The Mythopoeic Society discusses myth, fantasy and imaginative literature in discussion groups across the U.S. and on the internet, in newsletters and scholarly books and journals, and at its annual Mythopoeic Conference. Inspired by the scholarly discussions and writings of the 1930s Oxford University group The Inklings (including C.S. Lewis, J.R.R. Tolkien, and Charles Williams), the Society began in California in 1967.
Every year they give away Literary & Scholarship Awards. The most interesting award for Tolkien fans is The Mythopoeic Scholarship Award in Inklings Studies. It is given to books on J.R.R. Tolkien, C.S. Lewis, and/or Charles Williams that make significant contributions to Inklings scholarship.
Christina Scull and Wayne G. Hammond, The J.R.R. Tolkien Companion and Guide
The most impressive book on Tolkien that has been published in 2006 is for sure the two volume book set called the J.R.R. Tolkien Companion and Guide by Christina Scull and Wayne Hammond. It has now been awarded by the Mythopoeic Society! Congratulations! It was well deserved!
Christina Scull is the former librarian of Sir John Soane’s Museum, London.

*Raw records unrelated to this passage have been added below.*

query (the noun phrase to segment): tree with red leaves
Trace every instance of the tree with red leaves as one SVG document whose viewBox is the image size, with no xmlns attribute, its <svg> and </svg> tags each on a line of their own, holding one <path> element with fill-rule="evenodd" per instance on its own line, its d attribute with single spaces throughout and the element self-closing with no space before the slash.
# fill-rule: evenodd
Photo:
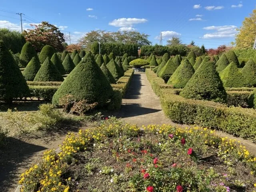
<svg viewBox="0 0 256 192">
<path fill-rule="evenodd" d="M 62 44 L 65 42 L 64 34 L 58 28 L 46 21 L 30 26 L 34 29 L 24 30 L 23 34 L 26 41 L 31 43 L 36 51 L 41 51 L 45 45 L 50 45 L 58 52 L 64 50 Z"/>
</svg>

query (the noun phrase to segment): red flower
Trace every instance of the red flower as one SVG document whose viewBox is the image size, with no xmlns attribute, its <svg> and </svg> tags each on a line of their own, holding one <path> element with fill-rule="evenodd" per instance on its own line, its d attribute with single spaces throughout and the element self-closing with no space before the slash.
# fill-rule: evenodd
<svg viewBox="0 0 256 192">
<path fill-rule="evenodd" d="M 193 148 L 190 148 L 189 149 L 188 149 L 188 154 L 190 155 L 191 154 L 192 154 L 192 153 L 193 152 Z"/>
<path fill-rule="evenodd" d="M 149 191 L 149 192 L 153 192 L 153 190 L 154 190 L 154 187 L 152 186 L 148 186 L 147 187 L 147 191 Z"/>
<path fill-rule="evenodd" d="M 156 164 L 157 163 L 157 162 L 158 161 L 158 159 L 157 158 L 156 158 L 154 159 L 154 160 L 153 160 L 154 162 L 154 164 Z"/>
<path fill-rule="evenodd" d="M 182 145 L 184 145 L 186 143 L 186 140 L 185 139 L 185 138 L 183 138 L 182 139 L 181 139 L 181 140 L 180 140 L 180 142 L 181 142 Z"/>
<path fill-rule="evenodd" d="M 143 176 L 143 178 L 144 178 L 144 179 L 147 179 L 148 178 L 149 178 L 149 173 L 145 173 L 145 174 L 144 174 L 144 175 Z"/>
<path fill-rule="evenodd" d="M 182 192 L 182 191 L 183 191 L 183 188 L 180 185 L 178 185 L 176 188 L 177 189 L 177 192 Z"/>
</svg>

She is the author of "The Soane Hogarths" (1991), edits the journal "The Tolkien Collector", and frequently writes and speaks about Tolkien.
Wayne G. Hammond is a librarian at the Chapin Library of Rare Books at Williams College, Massachusetts. He is the author of "The Graphic Artof C.B. Falls" (1892), "J.R.R. Tolkien:A Descriptive Bibliography" (1993), and regular notes on Tolkien in the journal "Mythlore". Next to this we know them from other important books like J.R.R. Tolkien: Artist & Illustrator, Roverandom, Farmer Giles of Ham 50th anniversary edition, the new expanded index of The Letters of J.R.R. Tolkien, The Lord of the Rings 1954-2004: Scholarship in Honor of Richard E. Blackwelder, and the masterpiece Lord of the Rings: A Reader's Companion.
The Companion and Guide is meant to be a basic reference book for the study and appreciation of the works of J.R.R. Tolkien. Not a replacement for other books, but perhaps a source that one might look at first of all.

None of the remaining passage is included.